REVIEW / Smoke and Sacrifice (PC)

 

Sometimes, as part of my duty writing reviews for all of you, I find myself playing games that are decidedly out of my wheelhouse. Smoke and Sacrifice is a brutally difficult survival and crafting-based game with very dark themes. For context, my last three reviews involved a teen-friendly graphic novel about Greek mythology, an anime-style crossover fighting game, and a cardboard piano. I say this only to properly set up my review as coming from someone who isn’t used to this type of game. That doesn’t mean it didn’t get my interest, though. The hand drawn visuals are striking, and the promise of a unique plot elevates the game over the mountains of indie survival games out there. So, let’s take the plunge into the Underworld together, and see how long we last.

The first thing I want to talk about is that art. I imagine most people stumble upon my reviews, but if you read a lot of them, you’ll know that I despise the overuse of pixel graphics in indie games. For every Shovel Knight that uses this style in a way that makes sense, there are hundreds of games like Over 9000 Zombies that use them for no apparent reason. Smoke and Sacrifice isn’t one of those games. The visuals are striking, displaying a dark world that nonetheless contains beauty, at least in some cases. The snowy areas of the game particularly look almost like they belong in a bright and cheerful title, until you remember that you’re surrounded by skeletons. The character and world designs are interesting too; the style of the setting is a sort of cross between steampunk and dark fantasy, which creates an uneasy feeling matching how the main character would respond. Some of the enemy designs are gross, but they’re supposed to be; a few designs remind me of another indie game I reviewed, Mushroom 11. Putting this art together can’t have been an easy task, and I commend developer Solar Sail Games for recognizing that the effort they put in was worth it for a beautiful game.

The storytelling, while not front and center, also has some impressive moments. Within the first few seconds, your character has to sacrifice her baby in a ritual that supposedly keeps her village safe from monsters. There’s very little dialogue and no real time to get to know the characters, but you already feel for main character Sachi, which is saying something. The plot serves its purpose well in motivating the character, and it works well when it shows up. But don’t get the wrong idea, as it seems some players have; this isn’t an RPG. But given how many survival games out there don’t even bother to include a narrative, the story here stands out, minor as it may be.

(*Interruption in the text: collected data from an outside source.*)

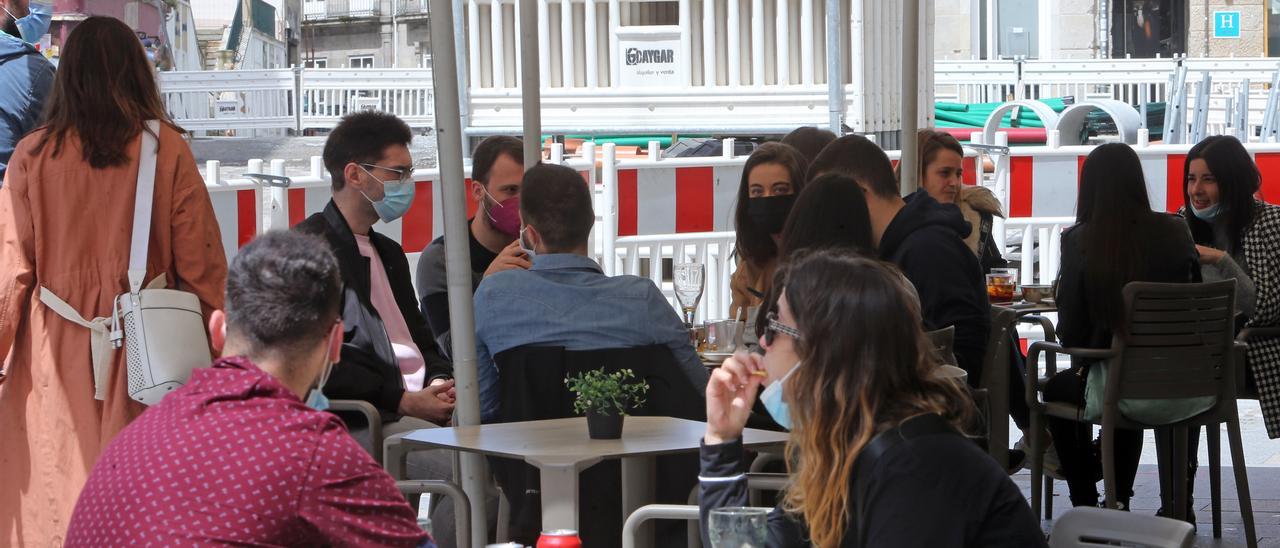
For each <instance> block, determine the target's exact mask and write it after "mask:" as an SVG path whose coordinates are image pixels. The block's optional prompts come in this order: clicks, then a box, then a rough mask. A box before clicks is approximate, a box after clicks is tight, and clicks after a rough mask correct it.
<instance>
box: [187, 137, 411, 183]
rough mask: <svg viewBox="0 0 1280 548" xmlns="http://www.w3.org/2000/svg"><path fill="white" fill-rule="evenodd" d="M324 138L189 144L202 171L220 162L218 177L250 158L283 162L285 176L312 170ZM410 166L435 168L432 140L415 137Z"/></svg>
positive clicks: (206, 142) (279, 137)
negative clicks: (281, 159) (284, 171)
mask: <svg viewBox="0 0 1280 548" xmlns="http://www.w3.org/2000/svg"><path fill="white" fill-rule="evenodd" d="M324 142H325V137H197V138H195V140H192V142H191V151H192V152H193V154H195V155H196V165H198V166H200V169H201V172H202V170H204V169H205V161H206V160H219V161H221V177H223V178H233V177H237V175H239V174H241V173H244V166H246V164H247V163H248V160H250V159H260V160H266V161H268V164H270V160H273V159H283V160H285V173H288V174H291V175H292V174H306V173H307V170H310V169H311V156H320V155H321V154H323V152H324ZM410 151H411V152H412V154H413V163H415V164H416V165H417V166H420V168H434V166H435V137H434V136H430V134H428V136H422V134H415V136H413V141H412V143H411V145H410Z"/></svg>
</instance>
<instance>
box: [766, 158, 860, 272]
mask: <svg viewBox="0 0 1280 548" xmlns="http://www.w3.org/2000/svg"><path fill="white" fill-rule="evenodd" d="M810 248H845V250H850V251H855V252H858V254H861V255H865V256H868V257H873V256H876V245H874V243H872V218H870V213H869V211H868V210H867V197H865V196H863V189H861V187H859V186H858V182H855V181H854V179H852V178H850V177H847V175H841V174H837V173H828V174H824V175H820V177H818V178H815V179H813V181H810V182H809V184H805V187H804V191H801V192H800V196H797V197H796V202H795V206H794V207H791V215H790V216H788V218H787V223H786V225H785V227H783V228H782V238H781V242H780V247H778V250H780V251H778V254H780V255H778V256H780V260H781V261H786V260H787V257H790V256H791V255H794V254H795V252H797V251H800V250H810Z"/></svg>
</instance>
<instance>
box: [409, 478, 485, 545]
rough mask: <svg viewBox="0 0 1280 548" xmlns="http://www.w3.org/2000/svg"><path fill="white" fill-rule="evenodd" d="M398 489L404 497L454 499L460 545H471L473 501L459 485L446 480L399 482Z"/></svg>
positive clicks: (423, 480) (412, 480) (424, 480)
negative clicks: (422, 494) (405, 496)
mask: <svg viewBox="0 0 1280 548" xmlns="http://www.w3.org/2000/svg"><path fill="white" fill-rule="evenodd" d="M396 488H397V489H399V492H401V493H402V494H404V496H411V494H428V496H444V497H449V498H452V499H453V508H454V513H456V517H457V520H458V524H457V535H458V545H460V547H468V545H471V499H470V498H468V497H467V494H466V493H465V492H462V488H461V487H458V484H456V483H453V481H444V480H399V481H396ZM415 510H416V508H415Z"/></svg>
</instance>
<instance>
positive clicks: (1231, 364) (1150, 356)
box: [1105, 279, 1235, 405]
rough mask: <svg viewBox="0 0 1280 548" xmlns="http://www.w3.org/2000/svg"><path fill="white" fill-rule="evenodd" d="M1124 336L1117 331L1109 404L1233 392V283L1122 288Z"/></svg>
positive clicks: (1182, 284)
mask: <svg viewBox="0 0 1280 548" xmlns="http://www.w3.org/2000/svg"><path fill="white" fill-rule="evenodd" d="M1124 305H1125V306H1124V309H1125V326H1126V332H1125V333H1120V332H1117V333H1116V334H1115V337H1114V339H1112V347H1114V348H1117V350H1119V351H1120V356H1119V357H1117V359H1115V360H1112V365H1117V366H1112V370H1111V371H1110V376H1108V379H1107V391H1106V396H1105V397H1106V401H1105V402H1106V403H1107V405H1114V403H1116V402H1119V401H1120V399H1162V398H1190V397H1202V396H1219V397H1221V396H1225V394H1226V393H1225V392H1224V389H1225V387H1226V384H1228V383H1224V382H1222V375H1224V373H1225V371H1226V370H1231V371H1233V376H1231V378H1230V379H1229V380H1230V384H1231V388H1234V383H1235V379H1234V369H1230V367H1231V365H1233V364H1231V360H1233V352H1231V348H1233V343H1234V338H1233V335H1234V328H1235V324H1234V319H1233V318H1234V315H1235V280H1234V279H1229V280H1222V282H1212V283H1152V282H1132V283H1129V284H1126V286H1125V287H1124Z"/></svg>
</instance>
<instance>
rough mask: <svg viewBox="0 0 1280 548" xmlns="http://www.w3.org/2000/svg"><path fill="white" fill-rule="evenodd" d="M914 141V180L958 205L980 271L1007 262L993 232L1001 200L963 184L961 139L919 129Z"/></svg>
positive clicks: (938, 198) (942, 203) (1003, 267)
mask: <svg viewBox="0 0 1280 548" xmlns="http://www.w3.org/2000/svg"><path fill="white" fill-rule="evenodd" d="M916 142H918V143H919V149H918V150H919V151H920V169H919V173H918V174H916V177H918V179H916V181H919V182H920V188H923V189H924V191H925V192H928V193H929V196H931V197H933V200H937V201H938V202H940V204H955V205H956V206H957V207H960V213H961V214H964V220H966V222H968V223H969V227H970V228H972V230H970V232H969V236H968V237H965V238H964V243H965V245H966V246H969V251H973V252H974V254H975V255H977V256H978V262H980V264H982V271H984V273H989V271H991V269H995V268H1004V266H1007V265H1009V262H1007V261H1005V257H1004V256H1001V252H1000V246H998V245H997V243H996V238H995V237H993V236H992V220H993V219H995V218H997V216H1000V218H1004V216H1005V214H1004V213H1002V211H1001V209H1000V200H998V198H996V195H995V193H992V192H991V189H989V188H987V187H983V186H970V187H966V186H964V183H963V181H964V147H961V146H960V141H956V138H955V137H952V136H951V133H947V132H940V131H937V129H920V131H919V132H916Z"/></svg>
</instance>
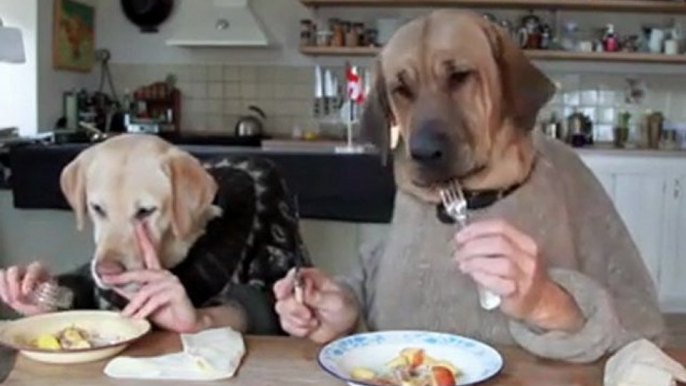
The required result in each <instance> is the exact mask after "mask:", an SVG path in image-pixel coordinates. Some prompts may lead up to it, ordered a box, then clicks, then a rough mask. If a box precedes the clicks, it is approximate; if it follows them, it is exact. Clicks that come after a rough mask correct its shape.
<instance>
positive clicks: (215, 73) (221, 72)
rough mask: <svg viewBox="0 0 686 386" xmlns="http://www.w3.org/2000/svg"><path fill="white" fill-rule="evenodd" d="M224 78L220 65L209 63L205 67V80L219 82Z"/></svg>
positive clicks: (214, 81) (222, 71) (210, 81)
mask: <svg viewBox="0 0 686 386" xmlns="http://www.w3.org/2000/svg"><path fill="white" fill-rule="evenodd" d="M223 78H224V74H223V67H222V66H221V65H216V64H214V65H211V66H208V67H207V80H208V81H210V82H221V81H222V80H223Z"/></svg>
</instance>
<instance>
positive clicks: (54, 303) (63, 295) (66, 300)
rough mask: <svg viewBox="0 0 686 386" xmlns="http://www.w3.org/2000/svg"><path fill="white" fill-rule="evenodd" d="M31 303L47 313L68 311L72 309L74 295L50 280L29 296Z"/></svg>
mask: <svg viewBox="0 0 686 386" xmlns="http://www.w3.org/2000/svg"><path fill="white" fill-rule="evenodd" d="M29 301H30V302H31V303H32V304H33V305H35V306H38V307H39V308H40V309H41V310H43V311H45V312H54V311H58V310H67V309H70V308H71V307H72V304H73V301H74V293H73V292H72V291H71V290H70V289H69V288H67V287H62V286H60V285H59V284H58V283H57V282H56V281H54V280H49V281H46V282H43V283H41V284H39V285H38V286H37V287H36V289H35V290H33V292H32V293H31V295H29Z"/></svg>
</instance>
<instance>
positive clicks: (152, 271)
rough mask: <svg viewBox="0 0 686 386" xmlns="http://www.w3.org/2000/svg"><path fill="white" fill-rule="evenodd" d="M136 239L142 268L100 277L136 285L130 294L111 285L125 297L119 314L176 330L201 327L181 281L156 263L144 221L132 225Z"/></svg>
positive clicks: (191, 329) (172, 330)
mask: <svg viewBox="0 0 686 386" xmlns="http://www.w3.org/2000/svg"><path fill="white" fill-rule="evenodd" d="M136 238H137V240H138V243H139V246H140V248H141V251H142V253H143V257H144V260H145V264H146V269H143V270H138V271H128V272H124V273H122V274H119V275H115V276H105V277H103V278H102V279H103V281H104V282H105V283H106V284H109V285H113V286H120V285H126V284H131V283H135V284H138V285H139V286H140V289H139V290H138V291H137V292H136V293H134V294H131V293H128V292H125V291H123V290H121V289H118V288H117V287H114V288H115V291H117V293H119V294H120V295H121V296H123V297H125V298H126V299H128V300H129V304H128V305H127V306H126V307H125V308H124V310H123V311H122V314H123V315H124V316H126V317H132V318H137V319H150V321H151V322H153V323H154V324H155V325H157V326H159V327H161V328H164V329H166V330H171V331H175V332H179V333H193V332H197V331H200V330H202V329H203V328H202V326H201V324H202V323H201V322H202V318H200V316H199V313H198V311H197V310H196V309H195V307H194V306H193V304H192V303H191V301H190V299H189V298H188V294H187V293H186V289H185V288H184V287H183V284H182V283H181V281H180V280H179V279H178V278H177V277H176V276H174V274H172V273H171V272H169V271H168V270H165V269H163V268H162V266H161V264H160V263H159V259H158V256H157V251H155V248H154V246H153V245H152V242H151V241H150V238H149V237H148V234H147V231H146V229H145V224H144V223H141V224H137V225H136Z"/></svg>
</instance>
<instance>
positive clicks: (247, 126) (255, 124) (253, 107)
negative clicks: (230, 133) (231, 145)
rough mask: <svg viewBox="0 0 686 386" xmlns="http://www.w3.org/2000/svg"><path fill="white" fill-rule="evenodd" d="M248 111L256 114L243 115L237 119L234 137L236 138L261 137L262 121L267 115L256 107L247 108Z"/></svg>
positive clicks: (262, 131)
mask: <svg viewBox="0 0 686 386" xmlns="http://www.w3.org/2000/svg"><path fill="white" fill-rule="evenodd" d="M248 110H251V111H253V112H255V113H256V114H257V116H255V115H252V114H251V115H244V116H242V117H240V118H239V119H238V122H237V123H236V136H237V137H259V136H261V135H262V133H263V130H264V123H263V122H262V121H263V120H264V119H267V115H266V114H265V113H264V111H262V109H260V108H259V107H257V106H248Z"/></svg>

Now, when it comes to the gameplay, things really start to depend on the kind of player you are. This is a survival and crafting-focused game, so that’s mostly what you’ll be doing. You forage for materials, learn recipes, and try to figure out how to complete each goal based on the resources available to you. It starts off pretty much telling you exactly what to do, but it also doesn’t bode well that there are so many steps just to make a lantern that you need to progress anywhere in the game. Unless you really get excited by the growing list of things you can craft, it’s hard for the game to not feel rather tedious. Maybe some of these collecting and crafting tasks would be more compelling if they tied back to the narrative better, but I can’t say for sure. Combat doesn’t add much depth either; you can attack and dodge, and that’s about it. While you probably won’t die to the first enemy or anything, the game is definitely hard, and you’ll have to run away from monsters decently often. All of this being said, it does feel like a legitimate challenge, and not unfair difficulty. And if you are the kind of player who thrives on being at the edge of death more often than not, which I know some are, you’ll be happy here.

Smoke and Sacrifice is a game that should be celebrated for providing an engaging experience beyond the trappings of its genre. The visuals are top-notch and bring to mind Vanillaware’s hit games, and the story behind your character’s need to survive and explore makes it more compelling than your typical Minecraft-like game. That being said, for a lot of gamers, the gameplay and layout will just not be all that much fun. While the visuals and story speak to a wider audience, the gameplay definitely sits squarely in its genre. If that genre is for you, give it a try. But even if it isn’t, at least appreciate the work and thought that went into this game.